14. Le monde a réussi à réduire de moitié l’extrême pauvreté depuis 1990.

Les personnes vivant avec moins de 1,25 dollar par jour sont considérées comme «extrêmement pauvres», selon la définition internationale. Le nombre de personnes dans cette situation a diminué de 700 millions depuis 1990. L’UE a contribué à ce progrès, par exemple en aidant à construire et à réparer plus de 87 000 kilomètres de routes, pour permettre aux populations de transporter des marchandises et des denrées alimentaires et pour renforcer les économies locales. L’UE a également fourni de l’argent ou d’autres avantages en nature à plus de 46 millions de personnes, afin de garantir leur sécurité alimentaire.
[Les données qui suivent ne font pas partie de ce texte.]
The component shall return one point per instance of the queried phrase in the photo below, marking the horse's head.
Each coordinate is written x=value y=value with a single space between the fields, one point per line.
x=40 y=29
Mais il reste beaucoup à faire. 1,2 milliard de personnes vivent encore dans l’extrême pauvreté et une personne sur huit dans le monde ne mange pas à sa faim.

 

15. Les Européens estiment qu’il est de notre responsabilité d’aider les populations des pays pauvres, et beaucoup sont prêts à agir.

Une large majorité d’Européens (85 %) pense qu’il est important d’aider les populations des pays en développement. C’est ce que révèle une récente enquête Eurobaromètre menée auprès de 28 000 européens. La plupart des sondés souhaitent que la lutte contre la pauvreté dans ces pays soit une des grandes priorités de l’UE et que nous renforcions l’aide au développement. Ils sont également une large majorité à considérer que l’aide affectée aux pays pauvres a, en retour, un effet positif sur l’Europe.

Un Européen sur deux pense que chacun d’entre nous peut jouer un rôle dans la lutte contre la pauvreté dans les pays en développement — et près de la moitié seraient prêts à payer plus pour de denrées alimentaires ou d’autres produits importés de ces pays. Enfin, les Européens estiment que les moyens les plus efficaces pour aider les pays pauvres sont le volontariat (75 %), suivi de l’aide publique (66 %) et des dons aux organisations qui assistent les pays en développement (63 %).